Invalidating a woman's feelings as, "You're too stressed! Just stop it!" is harmful on many levels. I'd almost go with every level. Here are five specific things

1. It creates a feedback loop of stress.
2.  It blames the victim.
3. It only values women based on their ability to have babies, and if you can't, you aren't a good woman.
4. It invalidates the emotions that women are feeling around miscarriages (It still stings when I think too hard about people telling me I didn't have a miscarriage, that I'm over-reacting, that it was all in my head).
5. It perpetuates a myth and leads to our current state of it being so commonly cited on the internet with ZERO sources (much less reliable sources) where everyone just accepts it as true.

Over the next few posts, I will explain each one a little more thoroughly and include the sources and evidence behind my claims in post #1. I will come back and add links as the posts are published.

Friday, March 8, 2013

Attempting to Make Babies is Hard Work

So, we're trying to have a baby. It's a frustrating process, weirdly enough. Seems like sexy times should be happy times, and between me and G, things are great. My problem is with The Internet.

On one forum, everyone is absolutely absurd and devoid of actual content. It's all "wishing you baby dust!" and "my DH and I BD EOD and now that I'm 4DPO I POA HPT and got BFN." What the ever living hell? I realize lingo is part of what makes a community, but seriously? First, 'baby dancing' is the most ridiculous version of 'sex' ever. Can't we just be adults and talk about real things with real names? I don't want to drag through a million acronyms and wishes of baby-dust and content-free posts with fourteen quotes from other people with nothing other than, "Yeah! Good luck! Fingers crossed! Baby dust to you! Hoping for your BFP soon! Good luck seducing your husband!" as a response after every quote.

On another forum, which feels the same way about that ridiculousness, I thought I could find support. Last month, I got carsick for the first time in my life. After that, I had low-level nausea, extremely tender breasts, and other things that I'd never felt before in my life. I don't really get PMS save getting slightly cranky, and one I realize what's happening, I can fix it. After a week, I got some terrible, terrible cramps, and then bleeding at 24 days in my cycle. I've never had a 24-day cycle in my life. Before I got on the pill, it was 31-35, after the pill it's been 29 every month. The cramping lasted a full week with 3-4 days of pelvic tenderness afterwards. I mean, I wouldn't let the kitties lay on my belly. It hurt!

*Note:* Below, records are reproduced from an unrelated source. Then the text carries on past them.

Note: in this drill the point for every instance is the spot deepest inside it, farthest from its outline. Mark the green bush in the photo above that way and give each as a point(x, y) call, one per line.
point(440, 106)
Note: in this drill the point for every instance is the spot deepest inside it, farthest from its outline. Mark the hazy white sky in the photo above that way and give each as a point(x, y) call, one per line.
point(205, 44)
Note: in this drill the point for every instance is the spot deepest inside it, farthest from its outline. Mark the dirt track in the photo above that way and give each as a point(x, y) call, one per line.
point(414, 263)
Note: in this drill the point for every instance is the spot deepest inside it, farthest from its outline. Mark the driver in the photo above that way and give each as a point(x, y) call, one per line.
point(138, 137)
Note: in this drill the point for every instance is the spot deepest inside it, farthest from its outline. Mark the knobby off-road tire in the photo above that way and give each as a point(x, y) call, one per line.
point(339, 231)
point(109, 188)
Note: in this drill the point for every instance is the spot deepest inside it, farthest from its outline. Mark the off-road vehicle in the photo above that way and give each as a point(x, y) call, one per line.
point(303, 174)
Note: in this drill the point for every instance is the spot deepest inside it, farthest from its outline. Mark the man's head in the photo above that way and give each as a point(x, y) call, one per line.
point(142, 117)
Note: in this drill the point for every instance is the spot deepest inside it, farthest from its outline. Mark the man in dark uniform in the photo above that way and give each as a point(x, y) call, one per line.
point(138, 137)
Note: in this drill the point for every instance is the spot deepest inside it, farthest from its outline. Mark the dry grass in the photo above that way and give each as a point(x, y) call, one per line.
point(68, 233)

That forum's response? It's all in your head! You're too stressed out and sabotaging yourself! It's too early for you to possibly have any symptoms, so you're making it up! It doesn't count as an early loss unless you get a positive test! Bullshit on all accounts.

Even if the symptoms are psychosomatic, that doesn't mean they aren't real. I still felt them! They still existed! Psychosomatic != imaginary. And it still felt bad. The pain still hurt, the cramps still cramped, and the nausea still put me off my feed. Way to be supportive, women's group! Well done. I was anxious, sure, but so is pretty much every woman in this process. Could I be a little more zen? Sure, that's true, but having someone dismiss my emotions and thoughts and pain as "You're stressed. Get over it," is also not helpful. There are also plenty of women out there who do not necessarily follow the pattern of positive pregnancy test immediately upon missing a period. It's not super common, but a quick google search means it's at least common enough to have multiple questions asked about it in multiple places, which is a decent indication that it's not all that rare. I know my body, I know when my body is doing very strange, very different things, and getting dismissed and invalidated feels shitty no matter what the circumstances.

So, The Internet, I'm afraid I am not in you, or at least your communities. Thank you, actually, for sending me to my friends and family for support, which is new and rare and actually quite nice. Instead of being angry on forums, I will be here. Being angry about forums. I guess that's a little better.